Goals and benefits of and what even is UAAR

  1. Understanding AI, the problem of AI safety, and its importance
  2. Make new friends
  3. Network with people in the field
  4. Funding/resources members are eligible to receive: including but not limited to books, compute resources for projects, free drinks and snacks at meetings, etc.
  5. Opportunities members are opened up to: research fellowships, part-time and full-time work opportunities, funding for projects and career development.
  6. Making real, visible progress in AI safety & getting work experience (by participating in research sprints, other hackathon, doing self research, writing papers, and more)
  7. And always remember to have fun :)

ML background knowledge

We recapped a bit of the two 3B1B videos on Neural Networks and Gradient Descent.
We established the following:

  • Modern AIs are more like “matrices with a lot of numbers” than a software program
  • We don’t so much code up AI, as we do find them, typically through gradient descent and backpropagation
  • AI is quite good at doing things, despite this surprisingly “simple” concept of selection

qronox writes on the whiteboard

Why is AI alignment a problem?

We discussed why us “finding” AI is unsettling, and why that leads to the alignment problem.

  1. We don’t understand the AI at a low-level (the matrices are too big and complicated)
  2. There is precedent for the AI not acting according to how we want it, both theoretical and empirical
  3. This can become a massive issue for reliability, and further, when it can perform self-modification, an existential one too
    As of right now, there is no good solution to this problem.

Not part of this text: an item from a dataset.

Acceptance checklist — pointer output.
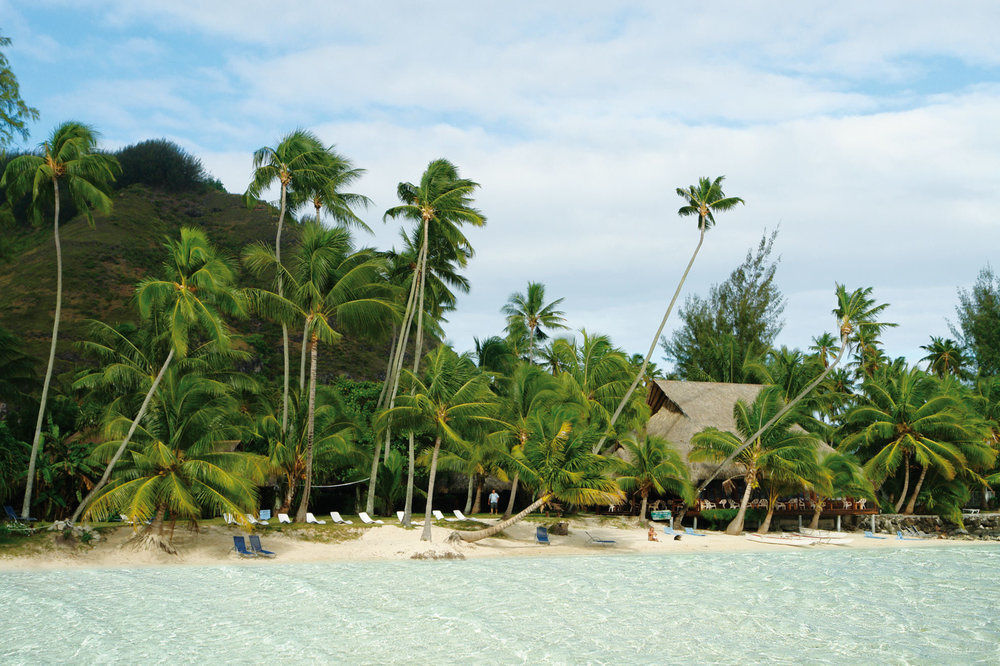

What are people trying to do to address this?

  • Agent foundations
    Mathematics for figuring out what an agent is or does
  • AI policy
    Legal stuff for prevention of AI misuse and regulating AI development
  • Concept-based interpretability
    What the AI is doing; in terms of high-level “features”, as opposed to circuits (mech-interp)
  • Mechanistic interpretability
    What the AI is doing; in terms of its individual or groups of neurons
  • Red-teaming
    Hacking the AI to force it to spit out misaligned output so we can identify and fix it
  • Cooperative AI
    Improving human - AI or AI - AI cooperation.
  • Dangerous capabilities evaluation
    Evaluate how dangerous the AI is, see if we can elicit dangerous capabilities from current models, create rigorous evaluations to ensure we can detect dangerous capabilities when they arise
  • Scalable oversight
    Building AI systems that scale up and can also evaluate other AI when their capabilities surpass ours
  • Many more…

working hard from session 1